No matter how many bat models he’s used, the numbers don’t hide the fact that, for Giambi, his Louisville Slugger isn’t just a hunk of wood. He considers it a stamp of success.
That's when you know you've made it,” he said. “When you get in that first bat order and your autograph's on it, you know you made it to the big leagues."
That stamp of success is created in Louisville, a proud city of gracious old homes and award-winning modern architecture.
One unusual bit of architecture, a 120-foot-long, 68,000-pound bat made of carbon steel, dominates the entrance to the home of the premier professional bat, the Hillerich & Bradsby Co. There more than 2,000 Louisville Sluggers are made each day. About one in five earns a place in the major leagues. And those are made to the exact specifications of the individual players who get them.

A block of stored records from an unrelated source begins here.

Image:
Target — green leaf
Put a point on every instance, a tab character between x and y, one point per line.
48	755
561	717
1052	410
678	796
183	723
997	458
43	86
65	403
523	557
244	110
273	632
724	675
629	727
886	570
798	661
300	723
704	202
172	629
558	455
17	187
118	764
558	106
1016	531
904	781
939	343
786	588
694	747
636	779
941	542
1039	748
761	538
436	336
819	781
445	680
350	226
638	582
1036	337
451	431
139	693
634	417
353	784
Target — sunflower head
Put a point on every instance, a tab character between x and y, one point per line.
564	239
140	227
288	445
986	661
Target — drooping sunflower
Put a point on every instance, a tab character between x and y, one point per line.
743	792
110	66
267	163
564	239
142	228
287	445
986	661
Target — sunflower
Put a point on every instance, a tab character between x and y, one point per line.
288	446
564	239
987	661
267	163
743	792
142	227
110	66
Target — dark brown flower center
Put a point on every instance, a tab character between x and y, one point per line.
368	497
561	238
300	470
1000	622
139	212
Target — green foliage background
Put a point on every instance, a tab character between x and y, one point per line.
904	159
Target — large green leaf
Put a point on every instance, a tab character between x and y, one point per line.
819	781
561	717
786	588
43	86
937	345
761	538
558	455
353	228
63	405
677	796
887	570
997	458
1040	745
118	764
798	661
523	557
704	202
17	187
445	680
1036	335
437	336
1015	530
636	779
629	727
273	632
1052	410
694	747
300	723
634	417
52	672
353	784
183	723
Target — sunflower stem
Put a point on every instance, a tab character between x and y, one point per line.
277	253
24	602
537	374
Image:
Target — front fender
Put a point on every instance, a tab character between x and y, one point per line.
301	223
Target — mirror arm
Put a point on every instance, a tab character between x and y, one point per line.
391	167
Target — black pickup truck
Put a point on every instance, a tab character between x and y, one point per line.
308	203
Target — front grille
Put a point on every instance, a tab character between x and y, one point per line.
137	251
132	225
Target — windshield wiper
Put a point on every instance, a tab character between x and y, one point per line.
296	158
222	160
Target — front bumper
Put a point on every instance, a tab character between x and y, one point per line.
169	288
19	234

According to Hillerich and Bradsby executives, if you want great wood for bats, you have to go to northern Pennsylvania where they own Larimer & Norton, a lumber company. Every day about two truckloads of maple or ash arrive at the Larimer & Norton mill. They’re laid out on the ground where each log is measured and examined to see if it’s bat-worthy, according to Brian Boltz, the company’s general manager
“After the logs are graded for bat quality, they are sawed into 40-inch blocks,” he said. “A 40-inch block could yield from eight to 25 bats.”
The wood then makes its way into the mill where Larimer & Norton’s laser-guided boring machine cuts the blocks into three-inch wide cylinders called billets. After a drying process in huge kilns, the billets are ready for their transformation into bats. For that step, they have to head to Kentucky.
Some 8,000 billets show up in Louisville every Monday. Danny Luckett, a 38-year Hillerich & Bradsby veteran, turns billets into Major League bats according to the exact weight and dimension specifications of individual players. A computerized lathe called a computer numeric control machine ensures the pros get what they want, according to Anne Jewell, the company’s museum and factory executive director.
About 2,000 pro bat models are programmed into the hard drive of the machine, she said. “Any difference between the specifications for a bat and the actual bat produced will be less than the thickness of two sheets of paper.”
The next step for most ash bats is to get their pedigree: burn-branding with the Louisville Slugger oval. If called for by the player, wood is scooped out of the end of the bat to make it lighter. Then the bats are dipped into a lacquer or stain and air-dried before moving on.
The maple bats get their Louisville Slugger oval trademark at the end of the process. “An ash bat can be burn-branded or foil-branded,” said Jewell. ”But a maple bat will get a decal put on it because maple is a more brittle wood and we don’t want to put too much stress on it.”